Pawłowski: Przed nowym sezonem musimy się wzmocnić, bo wielu graczy odejdzie
ASInfo
- Mecz ułożył nam się bardzo dobrze. Zdobyliśmy bramkę po ładnej akcji. Cieszę się, że wygraliśmy kolejny raz na wyjeździe. W kolejnym sezonie musimy utrzymać jakość i rywalizację - mówi Tadeusz Pawłowski, trener WKS-u po meczu Arka-Śląsk, kończącym sezon 2017/18.
- Mecz ułożył nam się bardzo dobrze, bo już w 1. minucie strzeliliśmy gola po bardzo ładnej akcji. Świetne zagranie Piecha do Łuczaka, naprawdę fajna, prostopadła piłka. Później było różnie. Obie drużyny miały swoje szanse na bramki. Mam trochę pretensji do naszego zespołu, że kontry w pierwszej połowie, które mogły zakończyć się golem, kończyły się stratami. Mieliśmy możliwość, by podwyższyć prowadzenie - stwierdził.

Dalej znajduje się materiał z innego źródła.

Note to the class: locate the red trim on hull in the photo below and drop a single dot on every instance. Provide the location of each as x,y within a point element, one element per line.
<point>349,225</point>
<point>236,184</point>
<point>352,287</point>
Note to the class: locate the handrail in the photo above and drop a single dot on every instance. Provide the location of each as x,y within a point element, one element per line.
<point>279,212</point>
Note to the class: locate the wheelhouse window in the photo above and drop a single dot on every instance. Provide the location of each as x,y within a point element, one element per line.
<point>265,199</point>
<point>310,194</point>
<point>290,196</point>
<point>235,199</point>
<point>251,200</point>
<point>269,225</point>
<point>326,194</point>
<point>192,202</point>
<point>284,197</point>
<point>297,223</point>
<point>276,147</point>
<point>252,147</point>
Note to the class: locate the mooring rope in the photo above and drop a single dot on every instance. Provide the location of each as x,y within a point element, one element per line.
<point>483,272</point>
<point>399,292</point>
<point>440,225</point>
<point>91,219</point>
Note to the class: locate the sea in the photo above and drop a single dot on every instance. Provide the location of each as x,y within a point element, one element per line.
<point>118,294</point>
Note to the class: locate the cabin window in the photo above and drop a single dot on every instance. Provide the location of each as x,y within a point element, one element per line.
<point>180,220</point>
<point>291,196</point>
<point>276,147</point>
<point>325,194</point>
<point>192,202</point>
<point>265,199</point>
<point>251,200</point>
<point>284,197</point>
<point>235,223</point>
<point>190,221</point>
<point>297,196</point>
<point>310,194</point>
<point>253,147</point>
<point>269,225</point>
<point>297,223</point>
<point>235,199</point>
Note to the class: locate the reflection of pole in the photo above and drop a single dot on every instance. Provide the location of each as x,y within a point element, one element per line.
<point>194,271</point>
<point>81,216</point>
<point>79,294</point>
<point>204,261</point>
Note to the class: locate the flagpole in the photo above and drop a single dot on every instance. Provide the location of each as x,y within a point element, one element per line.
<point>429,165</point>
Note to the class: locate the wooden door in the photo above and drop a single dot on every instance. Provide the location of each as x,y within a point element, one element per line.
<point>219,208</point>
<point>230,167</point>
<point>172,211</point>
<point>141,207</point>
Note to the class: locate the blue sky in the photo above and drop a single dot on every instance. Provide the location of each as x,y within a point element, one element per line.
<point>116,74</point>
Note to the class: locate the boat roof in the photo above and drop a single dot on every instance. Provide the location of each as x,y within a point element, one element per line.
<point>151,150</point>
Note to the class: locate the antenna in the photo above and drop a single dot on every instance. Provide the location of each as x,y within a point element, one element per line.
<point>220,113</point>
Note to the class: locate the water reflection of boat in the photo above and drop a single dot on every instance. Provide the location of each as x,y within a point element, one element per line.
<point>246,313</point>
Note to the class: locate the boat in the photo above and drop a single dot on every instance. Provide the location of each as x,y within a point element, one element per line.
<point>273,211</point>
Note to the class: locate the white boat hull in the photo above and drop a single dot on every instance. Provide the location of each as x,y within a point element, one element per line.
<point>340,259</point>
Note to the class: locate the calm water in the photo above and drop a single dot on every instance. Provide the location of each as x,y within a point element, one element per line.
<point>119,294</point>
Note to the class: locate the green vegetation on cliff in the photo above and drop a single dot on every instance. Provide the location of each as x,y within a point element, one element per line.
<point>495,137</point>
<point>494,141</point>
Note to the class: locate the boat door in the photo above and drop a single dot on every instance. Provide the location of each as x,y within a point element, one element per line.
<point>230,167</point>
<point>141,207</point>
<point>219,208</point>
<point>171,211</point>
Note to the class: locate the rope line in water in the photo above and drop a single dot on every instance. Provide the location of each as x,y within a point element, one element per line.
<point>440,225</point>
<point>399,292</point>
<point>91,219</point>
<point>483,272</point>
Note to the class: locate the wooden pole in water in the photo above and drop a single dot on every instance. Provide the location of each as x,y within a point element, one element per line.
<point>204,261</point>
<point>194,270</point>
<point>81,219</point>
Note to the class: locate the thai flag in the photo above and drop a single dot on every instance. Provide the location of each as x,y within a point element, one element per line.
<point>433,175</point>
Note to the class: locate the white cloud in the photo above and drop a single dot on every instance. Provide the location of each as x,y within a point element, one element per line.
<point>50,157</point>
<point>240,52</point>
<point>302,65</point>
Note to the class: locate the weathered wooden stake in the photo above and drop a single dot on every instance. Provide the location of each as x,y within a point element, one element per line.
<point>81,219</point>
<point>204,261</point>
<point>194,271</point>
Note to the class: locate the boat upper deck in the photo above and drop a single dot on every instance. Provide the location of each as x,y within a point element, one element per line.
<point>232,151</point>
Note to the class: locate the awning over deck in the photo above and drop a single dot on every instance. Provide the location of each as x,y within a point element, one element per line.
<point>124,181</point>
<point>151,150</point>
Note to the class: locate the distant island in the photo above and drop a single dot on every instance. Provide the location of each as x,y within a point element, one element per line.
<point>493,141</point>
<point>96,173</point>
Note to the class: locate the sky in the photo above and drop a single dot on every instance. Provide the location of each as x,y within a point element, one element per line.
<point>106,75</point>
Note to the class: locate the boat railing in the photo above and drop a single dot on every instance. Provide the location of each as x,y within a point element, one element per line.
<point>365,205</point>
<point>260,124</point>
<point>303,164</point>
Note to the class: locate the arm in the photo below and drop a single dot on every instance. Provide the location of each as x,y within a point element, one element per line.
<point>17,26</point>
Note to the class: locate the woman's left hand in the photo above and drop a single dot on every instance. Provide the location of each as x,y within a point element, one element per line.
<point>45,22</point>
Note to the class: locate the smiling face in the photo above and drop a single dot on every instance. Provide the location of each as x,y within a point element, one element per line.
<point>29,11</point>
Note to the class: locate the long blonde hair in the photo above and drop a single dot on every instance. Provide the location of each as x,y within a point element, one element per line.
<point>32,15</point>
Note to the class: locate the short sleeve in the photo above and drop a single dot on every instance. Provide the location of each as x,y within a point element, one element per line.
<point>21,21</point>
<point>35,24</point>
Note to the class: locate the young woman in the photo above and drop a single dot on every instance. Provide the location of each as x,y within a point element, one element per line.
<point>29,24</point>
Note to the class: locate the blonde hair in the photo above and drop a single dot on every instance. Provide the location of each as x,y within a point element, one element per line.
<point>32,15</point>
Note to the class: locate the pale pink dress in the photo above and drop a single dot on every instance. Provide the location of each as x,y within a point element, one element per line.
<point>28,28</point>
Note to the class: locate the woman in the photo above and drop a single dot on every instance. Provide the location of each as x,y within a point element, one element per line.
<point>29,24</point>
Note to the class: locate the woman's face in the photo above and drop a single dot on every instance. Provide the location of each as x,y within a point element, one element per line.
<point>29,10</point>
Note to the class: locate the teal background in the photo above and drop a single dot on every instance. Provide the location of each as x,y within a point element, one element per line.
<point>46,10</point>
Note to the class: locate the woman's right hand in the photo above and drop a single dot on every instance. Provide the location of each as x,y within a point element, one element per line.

- Cieszę się, że wygraliśmy kolejny mecz na wyjeździe. Dziś było trochę zmian w zespole: Wrąbel w bramce, wielu młodych graczy na boisku. Gratuluję chłopakom, wracamy do Wrocławia i jutro wszyscy dostają plany, co mają robić, jak trenować w przerwie między sezonami. Do 18 czerwca mamy wolne - ogłosił.



- W drużynie musi być mieszanka rutyny i młodości. Sami młodzi sobie nie poradzą w lidze. Jesienią czeka nas długa runda, gramy przecież do grudnia. Do tego ekstraklasa jest bardzo fizyczna, potrzeba dużo walki. Jeśli dwóch z tych młodych będzie grało w pierwszej "11" to będzie duży sukces. O to chodzi, po to pracują wszystkie akademie piłkarskie w Polsce i na świecie. Celem jest wprowadzenie swoich wychowanków do pierwszej drużyny - ocenił. 



- Przed nowym sezonem musimy się wzmocnić, bo wielu graczy odejdzie. Może nie ci, którzy dziś grali, ale inni już tak. Musimy utrzymać jakość i rywalizację. Kierunek jest dobry. Zaplanujemy sobie jeszcze cel na następny sezon. Jeśli celem byłoby odmładzanie drużyny, to pierwsza ósemka byłaby naprawdę dużym sukcesem - zakończył.